In [1]:
from datasets import (load_dataset,
                      DatasetDict,
                      concatenate_datasets,
                    )
import pandas as pd

  from .autonotebook import tqdm as notebook_tqdm


In [2]:
DATASET_HUB = "BounharAbdelaziz/AL-Atlas-Moroccan-Darija-Pretraining-Dataset"

# Load the datasets to combine

In [3]:
jasper_dataset = load_dataset("JasperV13/Darija_Dataset")

In [4]:
jasper_darija_instruct_dataset = load_dataset("JasperV13/Darija_instruct")

In [5]:
abdeljalil_darija_topic_ds = load_dataset("abdeljalilELmajjodi/darija_topic_ds")

In [6]:
abdeljalil_darija_s2s_ds = load_dataset("abdeljalilELmajjodi/darija_s2s_ds")

In [7]:
abdeljalil_darija_qa_ds = load_dataset("abdeljalilELmajjodi/darija_qa_ds")

In [8]:
abdeljalil_darija_classification_ds = load_dataset("abdeljalilELmajjodi/darija_classification_ds")

In [9]:
bourbouh_subtitles_dataset = load_dataset("bourbouh/moroccan-darija-youtube-subtitles")

In [10]:
Darija_QA_dataset = load_dataset("Lyte/Darija-QA")

In [11]:
mo_darija_merged_dataset = load_dataset("tachicart/mo_darija_merged")

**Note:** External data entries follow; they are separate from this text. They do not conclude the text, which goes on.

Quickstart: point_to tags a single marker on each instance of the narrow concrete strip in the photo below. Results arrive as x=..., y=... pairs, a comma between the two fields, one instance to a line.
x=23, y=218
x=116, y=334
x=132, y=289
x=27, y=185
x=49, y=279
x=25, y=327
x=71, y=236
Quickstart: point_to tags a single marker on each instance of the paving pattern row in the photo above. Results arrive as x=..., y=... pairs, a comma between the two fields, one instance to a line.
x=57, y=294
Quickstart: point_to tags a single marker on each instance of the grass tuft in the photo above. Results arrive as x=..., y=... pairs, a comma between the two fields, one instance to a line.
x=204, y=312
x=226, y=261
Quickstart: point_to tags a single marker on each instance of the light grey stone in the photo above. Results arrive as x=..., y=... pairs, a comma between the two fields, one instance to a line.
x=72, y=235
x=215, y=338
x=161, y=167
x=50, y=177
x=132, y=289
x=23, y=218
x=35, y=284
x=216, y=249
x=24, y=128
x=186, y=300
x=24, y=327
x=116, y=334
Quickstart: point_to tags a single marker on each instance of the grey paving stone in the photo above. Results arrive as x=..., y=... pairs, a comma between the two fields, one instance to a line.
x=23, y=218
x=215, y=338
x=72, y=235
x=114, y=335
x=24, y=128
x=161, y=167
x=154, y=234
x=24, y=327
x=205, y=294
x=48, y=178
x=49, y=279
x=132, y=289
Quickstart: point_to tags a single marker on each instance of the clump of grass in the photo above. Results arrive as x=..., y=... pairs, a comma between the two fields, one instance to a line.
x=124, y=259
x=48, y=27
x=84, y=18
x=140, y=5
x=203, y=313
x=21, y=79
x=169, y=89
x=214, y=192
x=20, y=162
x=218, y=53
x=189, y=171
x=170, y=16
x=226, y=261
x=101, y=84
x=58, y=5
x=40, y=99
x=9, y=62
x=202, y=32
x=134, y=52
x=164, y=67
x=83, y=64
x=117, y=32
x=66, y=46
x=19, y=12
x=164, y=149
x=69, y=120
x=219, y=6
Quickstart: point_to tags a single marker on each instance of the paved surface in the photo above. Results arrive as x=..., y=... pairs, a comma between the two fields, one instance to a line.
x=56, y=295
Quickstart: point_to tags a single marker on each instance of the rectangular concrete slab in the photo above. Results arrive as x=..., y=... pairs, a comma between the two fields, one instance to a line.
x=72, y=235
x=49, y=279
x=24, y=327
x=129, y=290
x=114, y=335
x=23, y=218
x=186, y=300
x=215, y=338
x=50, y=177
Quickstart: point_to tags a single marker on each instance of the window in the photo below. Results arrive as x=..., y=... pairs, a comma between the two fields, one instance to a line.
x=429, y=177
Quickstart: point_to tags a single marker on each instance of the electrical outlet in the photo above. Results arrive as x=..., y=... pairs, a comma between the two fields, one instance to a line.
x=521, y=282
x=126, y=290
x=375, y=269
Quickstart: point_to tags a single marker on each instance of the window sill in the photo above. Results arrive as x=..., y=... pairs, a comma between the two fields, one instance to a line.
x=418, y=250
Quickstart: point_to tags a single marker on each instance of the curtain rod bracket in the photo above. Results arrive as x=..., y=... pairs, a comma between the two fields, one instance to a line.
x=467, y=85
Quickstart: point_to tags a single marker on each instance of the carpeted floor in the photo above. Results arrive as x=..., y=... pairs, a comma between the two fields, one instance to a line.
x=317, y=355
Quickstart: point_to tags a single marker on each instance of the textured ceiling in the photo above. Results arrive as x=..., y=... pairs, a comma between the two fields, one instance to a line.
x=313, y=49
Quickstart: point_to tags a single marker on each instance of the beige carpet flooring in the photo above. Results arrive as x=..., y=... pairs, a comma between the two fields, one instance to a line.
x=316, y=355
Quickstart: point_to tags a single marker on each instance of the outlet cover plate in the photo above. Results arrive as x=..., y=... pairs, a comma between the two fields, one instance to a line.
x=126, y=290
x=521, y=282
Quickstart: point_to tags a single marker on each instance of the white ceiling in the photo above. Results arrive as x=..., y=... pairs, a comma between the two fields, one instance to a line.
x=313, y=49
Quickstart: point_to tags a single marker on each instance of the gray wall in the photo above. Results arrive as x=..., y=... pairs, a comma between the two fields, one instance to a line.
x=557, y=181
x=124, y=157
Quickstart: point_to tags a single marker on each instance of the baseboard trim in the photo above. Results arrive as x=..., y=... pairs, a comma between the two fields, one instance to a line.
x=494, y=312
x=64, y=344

# Concatenate the datasets

In [12]:
# ------------------------------------------------------------------------------------------------------------ #
# ------------------------------------------------------------------------------------------------------------ #

def extract_and_stack_dataset(dataset, dataset_source, dataset_source_column, use_source_from_dataset, metadata_columns):
    """
    Stack multiple text columns into a single "text" column, keeping metadata, and add dataset_source as a separate column.

    Args:
        dataset (DatasetDict or Dataset): The dataset or dataset dict to process.
        dataset_source (str): The source of the dataset to add as a separate column.
        dataset_source_column (str): In case the dataset has the source, use it.
        use_source_from_dataset (bool): Whether to use the 'source' column from the dataset.
        metadata_columns (list or str): List of columns (or single column) to exclude (used as metadata).

    Returns:
        DatasetDict: A DatasetDict with stacked text, metadata columns, and dataset_source as a separate column.
    """
    if isinstance(metadata_columns, str):
        metadata_columns = [metadata_columns]  # Handle single column as a list

    def transform(sample):
        # Check for columns that don't exist in the dataset
        for col in metadata_columns:
            if col not in sample:
                raise KeyError(f"Column '{col}' is not in the dataset. Available columns: {list(sample.keys())}")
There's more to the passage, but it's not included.